Teğet geçsin, geçmesin; bizdeki her krizde, kurnaz patronun aklına gelen ilk çare(!); "çalışanlarından kurtulmak" olmuştur.
Bunu yaparken Kürt, Alevi, Laz, Arap, Çerkez, Gürcü vs. gibi etnik veya mezhep kriterlerine değil, "kovulabilirlik" kolaylığına bakılmıştır. Kapıya koymak, tazminat yükü taşımamak deri veya memleketten daha önemlidir...
Amerika'da veya AB'de, işsizlik oranında derisinin rengi, şivesi veya nerede doğduğu önemli olabilir. Bizde ise bunların hiçbir önemi yok.
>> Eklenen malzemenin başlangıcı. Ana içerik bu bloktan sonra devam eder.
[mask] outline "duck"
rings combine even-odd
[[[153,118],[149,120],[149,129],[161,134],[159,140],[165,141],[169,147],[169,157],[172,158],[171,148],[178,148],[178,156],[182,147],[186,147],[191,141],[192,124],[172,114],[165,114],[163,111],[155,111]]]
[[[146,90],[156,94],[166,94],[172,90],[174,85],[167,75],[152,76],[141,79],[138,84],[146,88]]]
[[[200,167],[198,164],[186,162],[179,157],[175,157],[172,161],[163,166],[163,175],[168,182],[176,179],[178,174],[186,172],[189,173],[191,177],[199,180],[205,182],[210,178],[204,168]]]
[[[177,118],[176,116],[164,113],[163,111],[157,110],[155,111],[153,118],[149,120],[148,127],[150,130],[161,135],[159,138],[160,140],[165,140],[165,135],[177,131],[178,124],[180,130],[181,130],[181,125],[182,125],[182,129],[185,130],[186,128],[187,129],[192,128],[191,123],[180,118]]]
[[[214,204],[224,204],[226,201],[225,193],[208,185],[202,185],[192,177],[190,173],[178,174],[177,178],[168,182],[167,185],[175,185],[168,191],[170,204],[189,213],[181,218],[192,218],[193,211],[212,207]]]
Son 30 yıldaki krizleri hatırlayın; göreceğiniz şudur: İşler kötü gitmeye başladığında, "çalışana" işsizlikle zulmetmede, son derece eşit (!) davranmışız.
Rakamlara bakıyoruz; Kriz bahanesiyle en fazla, Kırıkkale, Adana, Iğdır, Yalova, İstanbul, Kocaeli ve Eskişehir'deki işçiler evine gönderilmiş.
Adam çıkarırken şive, etnik köken, mezhep değil, yalnızca "kovunca cepte kalacak para" dikkate alınmış.
Son 2 yılda krizi bahane edip 2.5 milyon insanı evine postalayanlar bugün, büyüme şeridine giren ekonomide "hızlanma sorunu" yaşıyor.
Oysa akıllı patronlar, "en değerli varlığım" diye tanımladığı çalışanı kovmadı, onlarla anlaştı. Kimi yarı maaşına razı oldu kimi de şirketine ortak edildi.
Şimdi büyüme rekorları, bu şirketlerden geliyor.